Baseado em um conto homônimo de Edgar Allan Poe, o filme O Homem das Multidões consolida uma parceria entre dois diretores de estilos distintos dentro do cinema brasileiro. De um lado, está o mineiro Cao Guimarães, com um percurso ligado à videoarte e filmes ensaísticos, como Acidente (07), Andarilho (07) e A alma do osso (04). Do outro, o pernambucano Marcelo Gomes, traçando seu caminho sobre filmes calcados na vivência de seus personagens, caso de Cinema, Aspirinas e Urubus (05) e Era uma vez eu, Verônica (12), sem contar outra parceria, com o cearense Karim Ainouz, no poético Viajo porque preciso, volto porque te amo (09).
 
Os dois estilos se complementam à perfeição em O Homem das Multidões, que teve sua première mundial na seção Panorama do Festival de Berlim, iniciando ali a circulação por vários festivais, como Guadalajara, Toulouse e Rio (dos quais saiu premiado). Construindo sua narrativa sobre silêncios e imagens, bem mais do que sobre diálogos, o filme arma um enredo em que a solidão é protagonista, a tônica da vida de dois personagens: o condutor de metrô Juvenal (Paulo André, ator do grupo teatral mineiro Galpão) e sua supervisora, Margô (Sílvia Lourenço, de Contra Todos).
 
Juvenal mora sozinho num pequeno apartamento em Belo Horizonte, num ambiente asséptico como um laboratório: poucos móveis, sem enfeites, uma geladeira quase vazia. Fora do trabalho, ele se debate com a insônia, passando as noites olhando a cidade do alto pela varanda, ouvindo rádio e fazendo faxina. Nenhum amigo, nenhuma namorada, nem mesmo um computador pessoal. Na maior parte do tempo, ele fala mesmo sozinho. Eventualmente, procura a companhia de uma prostituta.
 
No trabalho, Margô é praticamente sua única amiga. Embora ela seja aparentemente mais falante e sociável, ambos são solitários, cada um à sua maneira. As relações de Margô são praticamente todas virtuais, exceto o pai (Jean-Claude Bernardet), com quem ela ainda mora. Até o noivo ela conheceu num chat na internet. Seus “animais de estimação” são peixes digitais, que ela “alimenta” na tela do computador.

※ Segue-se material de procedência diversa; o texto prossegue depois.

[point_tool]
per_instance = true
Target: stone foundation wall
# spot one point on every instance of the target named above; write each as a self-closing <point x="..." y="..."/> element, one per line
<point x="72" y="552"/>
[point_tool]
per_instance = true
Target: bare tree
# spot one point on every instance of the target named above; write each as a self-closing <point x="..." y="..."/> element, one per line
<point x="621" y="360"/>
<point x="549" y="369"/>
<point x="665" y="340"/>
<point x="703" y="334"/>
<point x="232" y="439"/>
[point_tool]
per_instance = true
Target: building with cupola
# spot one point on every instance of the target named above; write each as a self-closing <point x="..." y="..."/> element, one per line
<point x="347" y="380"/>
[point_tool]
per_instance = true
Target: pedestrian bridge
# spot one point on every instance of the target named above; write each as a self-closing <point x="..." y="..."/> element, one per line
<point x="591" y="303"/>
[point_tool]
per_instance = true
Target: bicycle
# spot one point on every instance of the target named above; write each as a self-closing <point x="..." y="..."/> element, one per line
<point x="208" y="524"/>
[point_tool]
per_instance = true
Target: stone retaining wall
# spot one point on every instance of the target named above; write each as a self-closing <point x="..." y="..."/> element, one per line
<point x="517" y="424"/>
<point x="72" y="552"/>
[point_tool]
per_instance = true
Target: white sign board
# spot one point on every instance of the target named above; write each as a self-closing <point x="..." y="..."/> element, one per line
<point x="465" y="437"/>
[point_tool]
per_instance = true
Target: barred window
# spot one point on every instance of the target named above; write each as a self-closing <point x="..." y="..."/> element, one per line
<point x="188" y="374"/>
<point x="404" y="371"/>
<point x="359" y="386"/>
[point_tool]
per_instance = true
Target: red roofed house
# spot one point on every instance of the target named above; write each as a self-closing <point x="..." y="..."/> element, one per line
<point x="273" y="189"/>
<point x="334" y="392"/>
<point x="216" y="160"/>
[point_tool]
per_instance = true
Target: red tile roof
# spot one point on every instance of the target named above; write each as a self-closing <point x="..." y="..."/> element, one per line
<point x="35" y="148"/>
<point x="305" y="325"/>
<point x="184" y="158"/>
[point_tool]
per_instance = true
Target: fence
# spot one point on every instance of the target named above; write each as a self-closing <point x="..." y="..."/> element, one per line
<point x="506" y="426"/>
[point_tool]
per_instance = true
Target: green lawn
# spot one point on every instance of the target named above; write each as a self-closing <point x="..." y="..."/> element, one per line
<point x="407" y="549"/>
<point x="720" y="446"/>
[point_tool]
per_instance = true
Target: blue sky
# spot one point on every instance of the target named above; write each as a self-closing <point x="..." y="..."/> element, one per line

Telas de computador, linhas de metrô e seus trens, ruas, prédios e carros formam o cenário urbano deste filme, que usa uma janela atípica, quadrada ao invés da convencional, alongada, reproduzindo, na descrição do diretor Marcelo Gomes “uma mistura de estéticas do Instagram e de uma polaroide”. O formato causa uma certa estranheza inicial ao espectador, mas também concentra o foco do olhar no cotidiano miúdo destes poucos personagens.
 
No final, O Homem das Multidões é um filme de sensações, que anseia por criar uma cumplicidade com o público a partir de uma esfera dramatúrgica bem minimalista. A saber: Margô vai se casar e quer que Juvenal seja o padrinho; ele hesita. Há muito de não-dito neste afeto entre os dois, que se expressa por olhares, por falas aparentemente sem muita força, mas que mantém aceso um compartilhamento de sensações e sentimentos. A tecnologia muda mais do que a natureza humana, é o que o filme parece dizer.